Hace días – o tal vez semanas prendidas en sueños furtivos - que intentamos leer abandonados libros y es imposible conseguirlo con calma.
Abrimos un libro al azar, posamos los ojos sobre unas líneas, manoseamos sus páginas y volvemos a cerrarlo. Demasiadas evocaciones sobre los manojos de hierba creciendo libremente en las macetas del balcón… y sobre los afectos amorosos que se han ido envueltos en brumas y pesadumbres.
De todo lo vivido – y quizás tal vez haya sido mucho - nos queda una brizna de escozor; las más, aflicciones que el tiempo ayuda a disipar y solamente deja, nítidos y palpables, los momentos buenos. Nos acordamos más fácilmente de los instantes agradables que de los acongojados.
Los recuerdos llegan al compás de la primera brisa veraniega y con ella los sentimientos encontrados.

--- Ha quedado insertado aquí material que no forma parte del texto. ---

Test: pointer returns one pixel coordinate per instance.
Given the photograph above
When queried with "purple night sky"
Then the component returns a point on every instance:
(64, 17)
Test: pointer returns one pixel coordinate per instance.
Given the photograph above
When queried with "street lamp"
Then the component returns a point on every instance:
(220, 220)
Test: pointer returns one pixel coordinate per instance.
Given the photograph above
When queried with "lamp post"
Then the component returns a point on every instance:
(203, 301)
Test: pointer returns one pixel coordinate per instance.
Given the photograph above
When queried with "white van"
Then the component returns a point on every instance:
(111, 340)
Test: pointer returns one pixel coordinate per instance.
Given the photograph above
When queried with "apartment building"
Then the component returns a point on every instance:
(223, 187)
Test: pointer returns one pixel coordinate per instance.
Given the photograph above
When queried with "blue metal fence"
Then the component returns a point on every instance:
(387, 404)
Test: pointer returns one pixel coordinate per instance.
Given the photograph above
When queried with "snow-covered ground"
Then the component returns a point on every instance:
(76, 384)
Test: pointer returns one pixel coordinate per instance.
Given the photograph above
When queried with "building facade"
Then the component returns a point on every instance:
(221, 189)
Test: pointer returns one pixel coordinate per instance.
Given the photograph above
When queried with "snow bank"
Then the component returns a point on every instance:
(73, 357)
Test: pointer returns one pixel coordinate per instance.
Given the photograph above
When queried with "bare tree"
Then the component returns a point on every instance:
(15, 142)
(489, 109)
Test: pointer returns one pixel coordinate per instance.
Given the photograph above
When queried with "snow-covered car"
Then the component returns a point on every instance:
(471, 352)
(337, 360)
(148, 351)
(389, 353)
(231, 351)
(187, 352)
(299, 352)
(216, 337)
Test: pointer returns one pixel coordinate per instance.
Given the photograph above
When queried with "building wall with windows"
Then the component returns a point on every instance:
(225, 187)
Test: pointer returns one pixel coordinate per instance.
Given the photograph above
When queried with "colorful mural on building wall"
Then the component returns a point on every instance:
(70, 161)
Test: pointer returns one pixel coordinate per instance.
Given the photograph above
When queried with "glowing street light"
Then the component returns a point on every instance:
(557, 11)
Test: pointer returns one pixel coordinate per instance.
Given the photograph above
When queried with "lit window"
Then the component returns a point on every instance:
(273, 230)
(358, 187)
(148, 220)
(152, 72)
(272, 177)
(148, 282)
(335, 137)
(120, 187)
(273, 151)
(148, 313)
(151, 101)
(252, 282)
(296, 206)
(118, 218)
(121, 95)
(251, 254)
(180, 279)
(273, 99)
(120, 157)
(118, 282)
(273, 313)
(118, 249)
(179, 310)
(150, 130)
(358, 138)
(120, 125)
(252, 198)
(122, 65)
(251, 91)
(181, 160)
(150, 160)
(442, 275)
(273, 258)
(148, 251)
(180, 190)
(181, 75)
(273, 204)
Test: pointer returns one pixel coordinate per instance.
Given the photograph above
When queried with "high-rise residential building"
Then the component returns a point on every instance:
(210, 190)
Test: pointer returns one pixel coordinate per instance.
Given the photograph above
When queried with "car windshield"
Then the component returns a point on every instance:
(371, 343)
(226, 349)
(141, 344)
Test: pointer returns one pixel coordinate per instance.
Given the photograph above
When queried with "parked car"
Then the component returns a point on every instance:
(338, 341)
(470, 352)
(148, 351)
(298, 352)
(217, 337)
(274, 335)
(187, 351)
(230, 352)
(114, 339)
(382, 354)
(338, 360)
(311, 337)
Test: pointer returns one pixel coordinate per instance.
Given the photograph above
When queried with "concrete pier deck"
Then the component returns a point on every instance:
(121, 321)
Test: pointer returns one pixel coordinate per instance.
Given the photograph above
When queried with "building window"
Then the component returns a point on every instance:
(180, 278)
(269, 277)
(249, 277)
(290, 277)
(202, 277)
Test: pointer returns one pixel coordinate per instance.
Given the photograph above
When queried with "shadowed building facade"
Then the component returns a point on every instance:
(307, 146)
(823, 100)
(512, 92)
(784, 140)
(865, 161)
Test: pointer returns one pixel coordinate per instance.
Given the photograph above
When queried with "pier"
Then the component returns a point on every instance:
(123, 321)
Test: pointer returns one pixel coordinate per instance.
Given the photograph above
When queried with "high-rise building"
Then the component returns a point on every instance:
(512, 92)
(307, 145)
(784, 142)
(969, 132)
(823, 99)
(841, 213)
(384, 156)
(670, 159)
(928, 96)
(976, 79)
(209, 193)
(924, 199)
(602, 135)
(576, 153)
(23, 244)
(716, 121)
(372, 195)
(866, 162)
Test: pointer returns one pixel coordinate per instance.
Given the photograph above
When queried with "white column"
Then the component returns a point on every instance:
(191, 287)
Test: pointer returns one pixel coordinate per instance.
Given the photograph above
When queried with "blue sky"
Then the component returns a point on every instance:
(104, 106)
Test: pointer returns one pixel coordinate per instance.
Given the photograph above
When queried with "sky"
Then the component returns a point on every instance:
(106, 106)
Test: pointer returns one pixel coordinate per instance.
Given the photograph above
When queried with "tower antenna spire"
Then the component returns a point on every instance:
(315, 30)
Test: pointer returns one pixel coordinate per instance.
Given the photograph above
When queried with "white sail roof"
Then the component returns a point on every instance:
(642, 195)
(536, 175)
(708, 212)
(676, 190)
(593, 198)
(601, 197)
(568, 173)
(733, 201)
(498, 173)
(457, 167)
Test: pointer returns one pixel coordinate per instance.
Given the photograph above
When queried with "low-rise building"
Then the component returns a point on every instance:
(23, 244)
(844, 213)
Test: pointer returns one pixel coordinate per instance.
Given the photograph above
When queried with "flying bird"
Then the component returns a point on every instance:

¿En qué ciudad un rostro de muchacha en madrigal nos lanzó una sonrisa y, al hacerlo, cerró el balcón tras una hilera de altos tilos? ¿En Esmirna, cerca de la playa donde Homero imaginó a Ulises? Se hace Imposible recordarlo. Posiblemente sucedió en Capri, bajando el promontorio hacia la Torre de Tiberio, o doblando un muro de piedra en el Puerto de Marina Grande. Ahora no estamos seguros. Todo es igual a espejos reflejando una acuarela inundada de vaho convertido en desaliento.
Con los años, ya es más reconfortante guarnecerse en el balcón de la vereda, lugar de las congojas amortajadas. En sus paredes color ocre, entre añejos libros conocedores de nuestras cuitas, el poema de William Wordsworth se abre a un nidal de resonancias enclaustradas, dejándonos una sensación de afinidad recóndita y la certeza de haber vivido al compás macerado, los latidos del corazón.
“Aunque mis ojos ya no puedan ver ese puro destello, / que en mi juventud me deslumbraba; / aunque ya nada pueda devolver / la hora del esplendor en la hierba / de la gloria en las flores, / no hay que afligirse. / Porque la belleza siempre subsiste en el recuerdo”.
En el poema hay melancolía, y a su vez una enorme esperanza en las médulas del espíritu evocador.
Ya es verano y al campo y a los paseos de las playas anchas e inmensas, han salido en desbandada igual a golondrinas oscuras las veteranas bicicletas al encuentro de nuevos o antiguos amores que renacen o mueren en cada canícula.
Los antaños compañeros de vino, palabras, trovas y madrigales, se disiparon al vaivén de los caminos sin retorno. Ahora, sobre las tapias desconchadas cercanas al mar Mediterráneo, perduran remembranzas que el tiempo apasionante convirtió en bruma y cal.
La brisa con saborcillo a salitre inflamado, nos vuelve a traer recuerdos aún no disipados: es como si la subsistencia o la alegría interior – un poco asediada - , nos llamara a pisar la arena brillante, el rompiente agua y a contemplar la desnudez hermosa de las jóvenes muchachas en flor.
Ha llegado la estación del verano y con ella risueñas evocaciones sobre la piel rasgada. El sol invita al sosiego y la calma entre las dunas de El Saler, y la playa de levantina de Malvarrosa nos recuerda que aún subsistimos.
Hablaremos con ardor como Violeta Parra: “Gracias a la vida, que me ha dado tanto”.